HANOI, Sept 29 - Vietnamese banks have slashed interest rates on dong loans by up to 1.8 percentage points to attract borrowers after the central bank said it would raise rates on banks' compulsory reserves, bankers said.
The central bank said last week it would raise the interest rate it pays on banks' compulsory reserves against their dong deposits for the second time this year, increasing it to 5 percent from Oct 1 from 3.6 percent now.
Bankers said their banks could also use compulsory bills worth a combined 20.3 trillion dong to secure loans from the central bank, thus raising availability of dong funds.
The central bank said on Monday all major banks including Agribank, Vietcombank and BIDV have cut rates on new dong loans to as low as 18 percent in the past week.
Agribank now charges interest rates of 18.2 percent on dong loans, down from 20 percent previously. Vietcombank, a key lender to exporters, has reduced the rates to exporter clients to 18.5 percent from 19.5 percent.
Vietinbank, Vietcombank and BIDV said they aimed to disburse a combined 16 trillion dong in dong loans to small-and-medium businesses in the short run, the central bank's Monetary Policy Deparment said.

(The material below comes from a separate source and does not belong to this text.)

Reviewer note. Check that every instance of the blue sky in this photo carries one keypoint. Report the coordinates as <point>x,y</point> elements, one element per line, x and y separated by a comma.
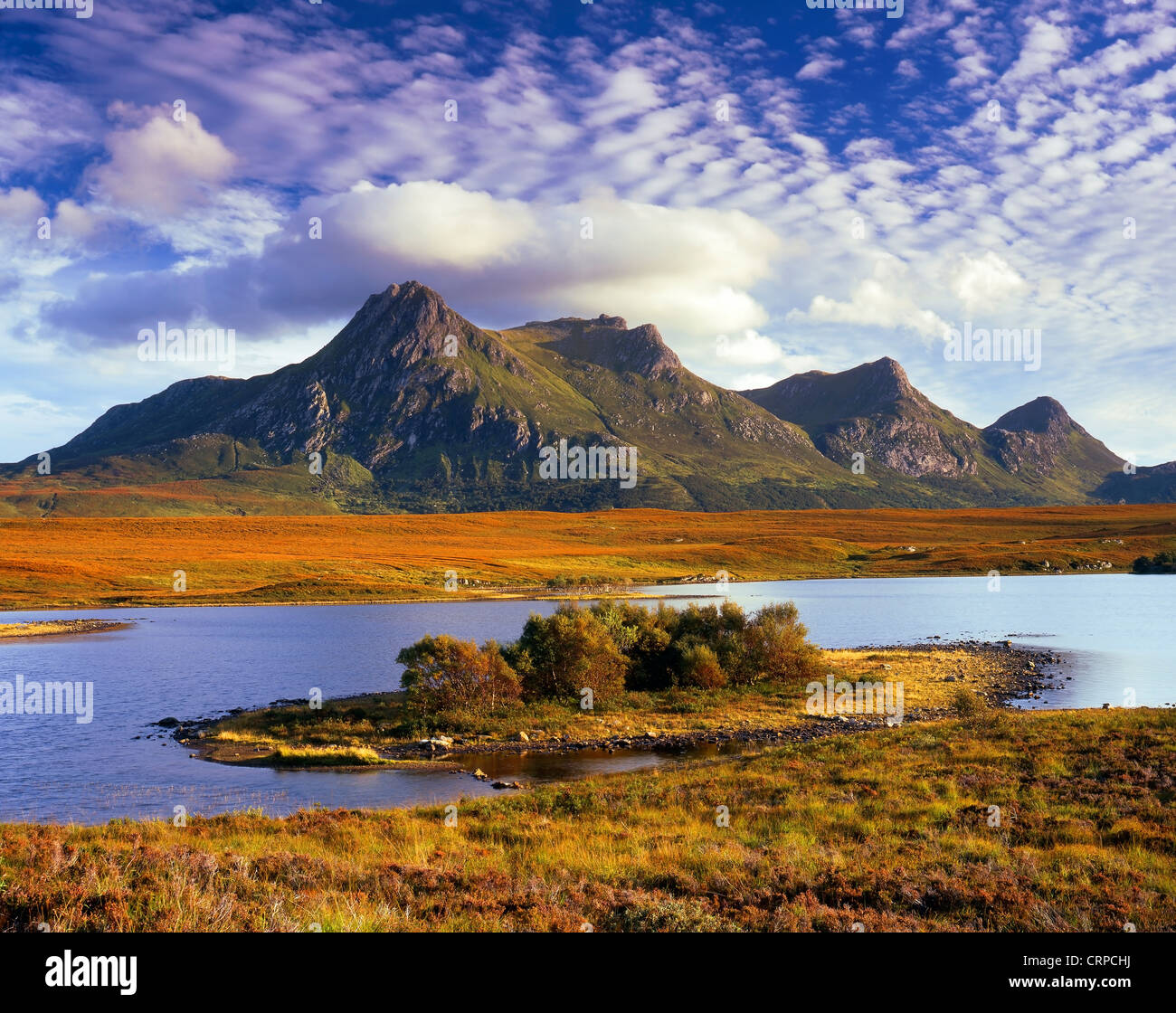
<point>777,188</point>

"These banks can afford to lower their rates," an analyst at a foreign bank said on Monday. "But the bottom line is they would have to cut rates on deposits to keep lowering loan rates in the long run,"
Another banker said it would still be difficult for other banks, especially the smaller private banks, to lower annual loan rates to 18 percent if they have to pay around 17 to 17.5 percent in annual interest on dong deposits.
The central bank said in a weekly report the interest rates on medium and long-term dong loans still averaged 21.5 percent at small partly private banks in the last week.
On the interbank market, the four largest lenders including three state-run banks offered overnight lending at an average 12.8 percent, down from a range of 13.5-15 percent last week, suggesting ample dong funds.
The central bank wants to slow loan growth to 30 percent in 2008 from 54 percent in 2007 in the face of annual inflation that has been in double digits for 11 months in a row.
Annual economic growth in the Southeast Asian country was 6.52 percent in the first nine months of the year, similar to the pace seen in the first half-year, although a sharp slowdown from 8.5 percent in 2007.